The Soviet Union, fearing the influence of a democratic and socialist Czechoslovakia that also infected the neighboring countries, ordered the Warsaw Pact troops, especially Russian, to invade Czechoslovakia and its capital Prague in August 1968. Dubcek was arrested and sent to the USSR. The invasion was answered with a great spontaneous popular mobilization through clandestine radios that transmitted messages to the population nonstop. The Russian soldiers in the tanks were paralyzed. Although they were able to enter Prague, they could not impose political authority. The population was undermining the morale of the troops. The workers’ committees organized a general strike that began on August 23 and a decalogue of non-collaboration was disseminated.

The great resistance to the invasion failed to form an autonomous direction. Dubcek, imprisoned in Russia, was paralyzed while the bureaucracy reassembled a new authority in the Communist Party among those who had not been entirely for the political revolution.

The French May; from youthful spontaneity to anti-capitalist insurrection

The chronicles of the French May are better known. As Ben Said says in one of his writings, “Nothing indicated that Friday May 3 was going to make history on that sunny day at the Sorbonne” … / 6/ However, it happened. It began one of the great revolts or youth revolutions that marked history in the twentieth century as they had been at the beginning of the university reform of 18 in Cordoba (1918) and Tiananmen Square in China (1991) at the end of it.

In a few days, there was a rejection of the students’ struggle and their resistance to the occupation of police and gendarmerie troops at the Sorbonne to the large student demonstrations full of red flags with protesters singing The International, which confronted the forces of repression and ended by occupy with its barricades the Latin Quarter, in the heart of Paris. In its course, a direction was forged between the most radicalized revolutionary groups that included Cohen Bendit “the red one” (March 22), the main student agitator, the young people of the JCR “Revolutionary Communist Youth” Alain Krivine and Ben Said, Suavageot vice president of the UNEF, (National Union of Students of France) The university movement spread and began to add secondary students and working youth. It had to face the conciliatory line of the Communist Youth and the Maoists who maneuvered to stop the movement.

A special moment during the revolutionary transformation deserves to be quoted, the act convened in the Mutualité as part of a previous agenda of the JCR that was transformed into the rally that brought together movements mentioned above. Here is the story of Daniel Ben Said and Henry Weber of the JCR.

“At night, the JCR meets in the great hall of the Mutualité. This meeting is planned for a long time and carries a prophetic title: “Youth, from Rebellion to Revolution.” The leaders of the student movements of the main European countries must take the floor in it. Daniel Cohen Bendit proposes to the JCR to open his meeting to the whole movement (…) We accept the proposal. Presented with a speech by Alain Krivine, the May 7 rally played a major role in the political maturation of the movement. Listening to the reports of the Belgian, Dutch, Italian, Spanish, German delegates, the 4 or 5 thousand French students, crowded into the room, where there was not a pin, become aware of the international dimension of their struggle. Ernest Mandel makes a didactic exhibition about the new role of the student body. (…) all the components of the student movement amply expose their way of seeing the current state of the struggle and the future perspectives.

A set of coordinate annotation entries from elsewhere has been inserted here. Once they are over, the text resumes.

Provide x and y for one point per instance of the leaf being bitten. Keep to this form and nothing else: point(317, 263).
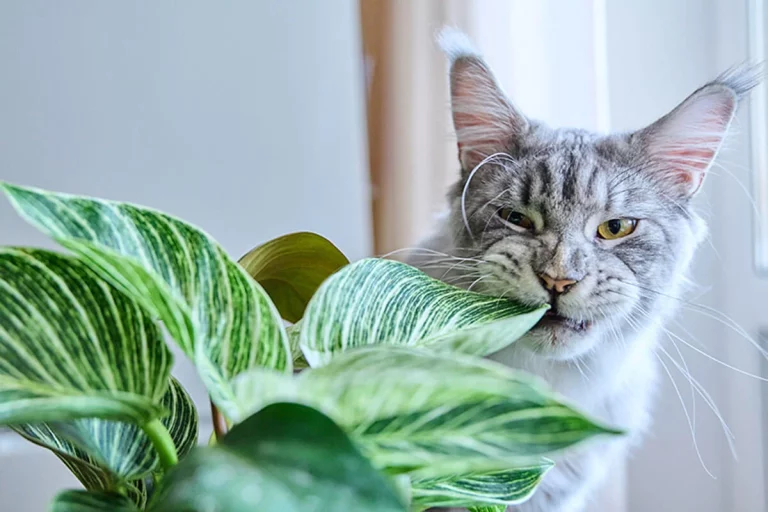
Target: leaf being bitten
point(376, 301)
point(220, 317)
point(72, 346)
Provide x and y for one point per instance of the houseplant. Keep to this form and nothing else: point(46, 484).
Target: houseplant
point(395, 410)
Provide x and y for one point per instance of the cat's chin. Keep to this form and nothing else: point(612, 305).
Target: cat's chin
point(560, 338)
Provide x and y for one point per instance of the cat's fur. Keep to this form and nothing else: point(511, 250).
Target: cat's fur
point(568, 182)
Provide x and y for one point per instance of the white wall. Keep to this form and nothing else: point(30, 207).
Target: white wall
point(245, 118)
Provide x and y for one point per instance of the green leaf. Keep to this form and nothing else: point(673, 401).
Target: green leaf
point(500, 488)
point(488, 508)
point(85, 501)
point(286, 458)
point(72, 346)
point(109, 455)
point(429, 414)
point(220, 316)
point(291, 268)
point(377, 301)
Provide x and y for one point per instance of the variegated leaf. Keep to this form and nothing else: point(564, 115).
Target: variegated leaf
point(499, 488)
point(220, 316)
point(72, 346)
point(429, 414)
point(376, 301)
point(286, 458)
point(291, 268)
point(108, 455)
point(86, 501)
point(488, 508)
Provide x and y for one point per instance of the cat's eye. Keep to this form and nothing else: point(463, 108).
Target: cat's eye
point(616, 228)
point(516, 218)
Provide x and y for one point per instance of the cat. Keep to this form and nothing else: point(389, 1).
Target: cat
point(600, 227)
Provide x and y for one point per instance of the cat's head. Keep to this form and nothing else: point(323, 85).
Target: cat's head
point(600, 227)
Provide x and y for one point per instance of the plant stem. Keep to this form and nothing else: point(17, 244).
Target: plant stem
point(219, 423)
point(162, 442)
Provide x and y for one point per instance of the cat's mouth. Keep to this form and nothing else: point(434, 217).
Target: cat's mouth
point(554, 319)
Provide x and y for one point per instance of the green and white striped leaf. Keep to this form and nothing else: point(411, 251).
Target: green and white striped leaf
point(286, 458)
point(220, 316)
point(500, 488)
point(72, 346)
point(291, 268)
point(109, 455)
point(488, 508)
point(429, 414)
point(376, 301)
point(86, 501)
point(106, 454)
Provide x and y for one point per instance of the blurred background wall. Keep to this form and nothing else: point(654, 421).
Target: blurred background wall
point(245, 118)
point(248, 119)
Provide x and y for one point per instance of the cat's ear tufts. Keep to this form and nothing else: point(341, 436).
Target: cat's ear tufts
point(682, 145)
point(485, 121)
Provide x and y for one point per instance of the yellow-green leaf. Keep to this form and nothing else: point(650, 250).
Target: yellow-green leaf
point(291, 268)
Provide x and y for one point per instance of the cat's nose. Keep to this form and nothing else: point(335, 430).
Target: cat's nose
point(556, 285)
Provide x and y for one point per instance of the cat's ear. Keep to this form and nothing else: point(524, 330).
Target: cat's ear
point(485, 121)
point(682, 145)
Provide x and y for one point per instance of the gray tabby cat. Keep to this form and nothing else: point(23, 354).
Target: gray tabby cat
point(599, 227)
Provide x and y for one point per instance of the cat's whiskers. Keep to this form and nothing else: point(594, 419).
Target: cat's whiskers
point(705, 311)
point(691, 423)
point(489, 159)
point(695, 384)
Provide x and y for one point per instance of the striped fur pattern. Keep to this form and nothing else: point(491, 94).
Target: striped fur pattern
point(568, 182)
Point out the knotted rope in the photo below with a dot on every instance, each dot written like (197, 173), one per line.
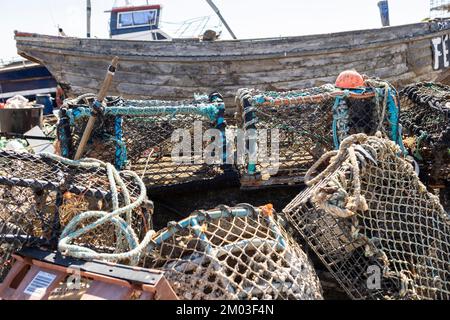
(124, 228)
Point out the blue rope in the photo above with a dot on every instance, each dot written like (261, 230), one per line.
(121, 148)
(209, 111)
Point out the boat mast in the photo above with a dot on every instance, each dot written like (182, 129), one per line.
(217, 11)
(384, 13)
(88, 13)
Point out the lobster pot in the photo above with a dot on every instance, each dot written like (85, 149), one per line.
(239, 253)
(373, 224)
(166, 144)
(301, 125)
(426, 123)
(40, 195)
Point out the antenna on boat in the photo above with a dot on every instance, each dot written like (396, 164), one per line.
(217, 11)
(88, 13)
(384, 12)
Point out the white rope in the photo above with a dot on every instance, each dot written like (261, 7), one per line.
(72, 231)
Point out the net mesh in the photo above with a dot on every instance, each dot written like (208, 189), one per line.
(374, 225)
(311, 122)
(138, 135)
(40, 195)
(233, 253)
(426, 121)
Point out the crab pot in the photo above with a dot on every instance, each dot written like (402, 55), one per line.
(144, 136)
(43, 275)
(425, 119)
(374, 225)
(239, 253)
(305, 124)
(40, 196)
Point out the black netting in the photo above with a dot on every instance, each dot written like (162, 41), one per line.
(143, 131)
(426, 123)
(310, 122)
(41, 194)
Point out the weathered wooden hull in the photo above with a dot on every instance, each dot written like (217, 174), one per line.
(180, 68)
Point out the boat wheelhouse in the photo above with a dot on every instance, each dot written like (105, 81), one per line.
(137, 23)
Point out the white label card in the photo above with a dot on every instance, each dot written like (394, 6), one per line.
(40, 283)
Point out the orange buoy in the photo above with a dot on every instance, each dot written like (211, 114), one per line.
(349, 79)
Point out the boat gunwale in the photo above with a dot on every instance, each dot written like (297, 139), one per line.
(268, 39)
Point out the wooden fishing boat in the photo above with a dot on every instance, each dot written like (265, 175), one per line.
(178, 68)
(25, 78)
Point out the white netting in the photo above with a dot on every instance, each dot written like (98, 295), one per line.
(233, 253)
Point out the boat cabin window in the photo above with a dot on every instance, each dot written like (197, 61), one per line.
(136, 19)
(159, 36)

Daniel Bensaid, co-founder of “March 22,” speaks on behalf of the JCR. It exposes our analysis of the place that the movement occupies in the class struggle and insists on the problem of union with the working class and the broadening of the struggle front. Taking stock of the experience “March 22”, invites all avant-garde groups to integrate into the movement. It is necessary that the small groups understand that the development of the avant-garde depends on the amplitude of the mass movement and that, therefore, they must endeavor to ensure its expansion. It is not about simply merging into the movement and disappearing into it. It is a question of abandoning the groupuscule attitude, which consists in imposing its mark and its seal on all possible and even impossible occasions at the expense of the mass movement. The “March 22” has shown that militants from diverse political horizons can understand each other about a certain mode of action, over and above their political divergences. There is no self-proclaimed vanguard” /8/

The movement will extend to important factories in Paris that are occupied. In view of this, the CGT, controlled by the Communist Party decides, due to the great pressure from the bases, to call a general strike. This strike transformed into the largest in the history of all Europe, reaching 8 million workers. After several weeks of paralyzing France, the leadership of the CGT returned to work after extracting important concessions. In turn, the Bonapartist government of De Gaulle called for new elections. Despite winning them, he was soon forced to resign. Although the objective movement could not overcome the contention that the Communist Party ultimately made, the French May provoked a political, social and cultural transformation that has left its mark in the world until now, as part of what was the world’s ‘68.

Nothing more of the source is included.